Progesterone and synthetic progestins treat hyperplasia by reactivating the brakes on cell growth and triggering decidualization, which leads to thinning of the overgrown lining. Treatment results are strong. Studies show that 80 to 90% of patients with hyperplasia without atypical cells see their lining return to normal within three to six months of progestin treatment. A large UK study using a progestin-releasing intrauterine device reported a 90% regression rate after two years. Even in cases with more concerning cellular changes, progestin therapy achieved complete response in about 82% of patients.
This is why hormone replacement therapy for menopause almost always includes a progestogen alongside estrogen for anyone who still has a uterus. The progestogen component exists specifically to prevent the estrogen from driving uncontrolled endometrial growth.
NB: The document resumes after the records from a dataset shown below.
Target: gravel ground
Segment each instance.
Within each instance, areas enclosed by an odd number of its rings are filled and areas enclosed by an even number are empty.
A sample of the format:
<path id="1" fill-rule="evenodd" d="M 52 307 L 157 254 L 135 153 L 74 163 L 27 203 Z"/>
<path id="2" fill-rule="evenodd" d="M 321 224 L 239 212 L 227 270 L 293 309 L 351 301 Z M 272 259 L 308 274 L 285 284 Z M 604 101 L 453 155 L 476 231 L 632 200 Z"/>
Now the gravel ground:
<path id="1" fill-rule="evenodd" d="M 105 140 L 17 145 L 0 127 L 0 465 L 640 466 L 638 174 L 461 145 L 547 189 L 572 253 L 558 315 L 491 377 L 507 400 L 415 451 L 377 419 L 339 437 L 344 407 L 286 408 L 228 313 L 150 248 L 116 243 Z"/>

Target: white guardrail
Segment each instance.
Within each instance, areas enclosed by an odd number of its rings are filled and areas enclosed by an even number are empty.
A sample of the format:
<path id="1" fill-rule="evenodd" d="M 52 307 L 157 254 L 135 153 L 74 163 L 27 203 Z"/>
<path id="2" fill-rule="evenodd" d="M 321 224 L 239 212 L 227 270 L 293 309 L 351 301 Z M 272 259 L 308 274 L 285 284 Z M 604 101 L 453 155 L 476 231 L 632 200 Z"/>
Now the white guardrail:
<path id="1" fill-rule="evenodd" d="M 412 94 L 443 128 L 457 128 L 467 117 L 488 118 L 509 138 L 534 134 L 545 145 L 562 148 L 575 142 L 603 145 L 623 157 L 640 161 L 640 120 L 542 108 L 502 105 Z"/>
Progesterone’s Role in Early Pregnancy
If an embryo implants, progesterone’s work is just beginning. The decidualized lining becomes the decidua, a specialized organ that serves as the interface between mother and developing pregnancy. This tissue does far more than provide a cushion. It produces antioxidant enzymes that protect against oxidative stress, regulates local estrogen concentrations through its own enzyme activity, and recruits a specific population of immune cells called uterine natural killer cells. Despite the name, these cells are not attacking anything. They help remodel the blood vessels that will eventually supply the placenta, ensuring adequate blood flow to the growing embryo.
The decidua ultimately forms three distinct regions, each with a different relationship to the placenta and the uterine wall. This entire structure depends on progesterone. Without sustained progesterone signaling, the lining breaks down and sheds, which is exactly what happens during a normal period when the corpus luteum stops producing progesterone in a cycle where pregnancy did not occur.